Où cela s’arrêtera-t-il?

Le gouvernement libéral vient d’adopter un inquiétant critère d’admissibilité pour les organismes désireux de se prévaloir du programme Emplois d’été Canada (EÉC).

Le programme EÉC finance les employeurs, y compris ceux d’organismes à but non lucratif, qui créent des possibilités d’emplois d’été pour les étudiants à temps plein. Tout le monde est gagnant : les étudiants profitent d’une expérience de travail précieuse et les collectivités profitent des services importants offerts par ces organismes. Toutefois, pour de nombreux organismes du Sud-Est du Manitoba, cet appui essentiel sera retenu grâce à une nouvelle politique des libéraux.

Dans les jours qui ont précédé Noël, les libéraux de Trudeau ont subrepticement changé les règles du programme EÉC en demandant aux requérants de signer une attestation dans laquelle ils acceptent les positions idéologiques du gouvernement, faute de quoi ils ne seront pas financés. Voilà un développement très inquiétant qui devrait amener les Canadiens à se méfier d’un gouvernement qui fonde ses décisions de financement sur le fait d’avoir ou non les mêmes croyances et les mêmes valeurs que lui.

De quoi s’agit-il exactement? Afin d’être admissible, un requérant est forcé de convenir que les fonctions de l’emploi et le mandat fondamental de l’organisation sont conformes aux valeurs qui sous tendent la Charte canadienne des droits et libertés et d’autres droits, dont les « droits génésiques » et le droit d’être protégé de toute discrimination fondée sur le sexe, la religion, la race, l’origine nationale ou ethnique, la couleur, les déficiences mentales ou physiques ou l’orientation sexuelle, ou encore l’identité ou l’expression de genre.

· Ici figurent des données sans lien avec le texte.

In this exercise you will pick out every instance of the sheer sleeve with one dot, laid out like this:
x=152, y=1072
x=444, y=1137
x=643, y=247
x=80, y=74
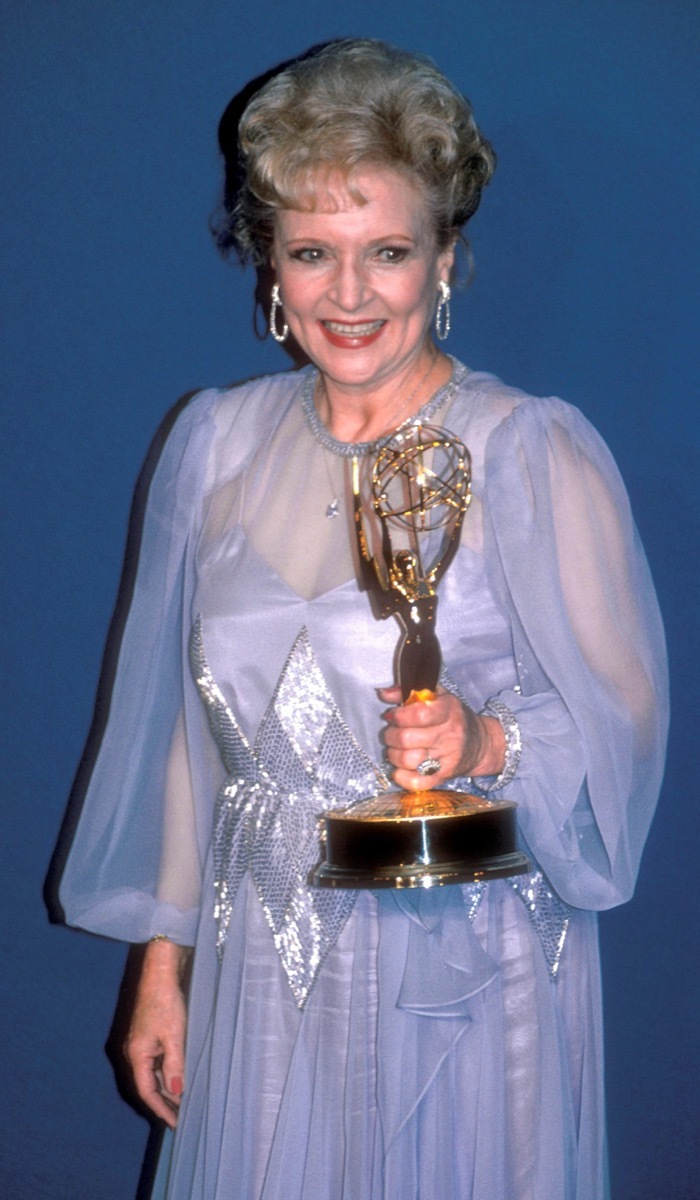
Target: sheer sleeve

S’il est facile d’être d’accord sur la plupart des points mentionnés, les libéraux vont trop loin en obligeant les Canadiens à embrasser des valeurs, qui ne figurent pas dans la Charte, comme les « droits génésiques » ou, en langage clair, l’avortement.

En tant que société pluraliste, le Canada autorise les opinions diverses et protège ceux qui pourraient avoir des positions différentes de celles des autorités. En fait, la liberté de confession et d’opinion est garantie par la Charte. Au lieu de se vanter sans cesse d’être le « Parti de la Charte », les libéraux feraient mieux de reconnaître qu’en agissant ainsi, ils en violent le principe le plus fondamental. Si les libéraux obligent aujourd’hui les Canadiens à réussir à leur « test sur les valeurs » pour être financés au titre du programme EÉC, qu’exigeront-ils demain? Devra-t-on être d’accord avec les libéraux pour pouvoir toucher sa retraite? Pour bénéficier de certains crédits d’impôt ou de prêts étudiants? Pour obtenir de l’aide de l’assurance-emploi dans un centre de Service Canada? Où cela s’arrêtera-t-il?

Ce changement nuit en outre aux étudiants qui cherchent à travailler pendant l’été. Au lieu de restreindre les possibilités d’emploi pour les étudiants, les libéraux devraient encourager davantage d’employeurs à en engager.

Si votre organisme est touché par ce changement discriminatoire des libéraux, je vous exhorte à soumettre tout de même votre demande accompagnée d’une note expliquant qu’en toute conscience, vous ne pouvez pas signer l’attestation. En l’occurrence, je vous invite à en aviser mon bureau par courriel à l’adresse Ted.Falk.C1@parl.gc.ca. Je m’efforcerai de faire en sorte que personne ne soit puni pour avoir des convictions différentes de celles des libéraux de Trudeau. Par ailleurs, je vous encourage tous – que vous soyez ou non touchés par cette mesure – à prendre contact avec la ministre de l’Emploi Patricia Hajdu à l’adresse Patty.Hajdu@parl.gc.ca et avec le premier ministre Trudeau à pm@pm.gc.ca pour leur faire savoir que vous n’acceptez pas ces changements dangereux.

Je peux vous assurer que je n’aurai de cesse de lutter pour préserver les convictions et pratiques fondamentales du Canada.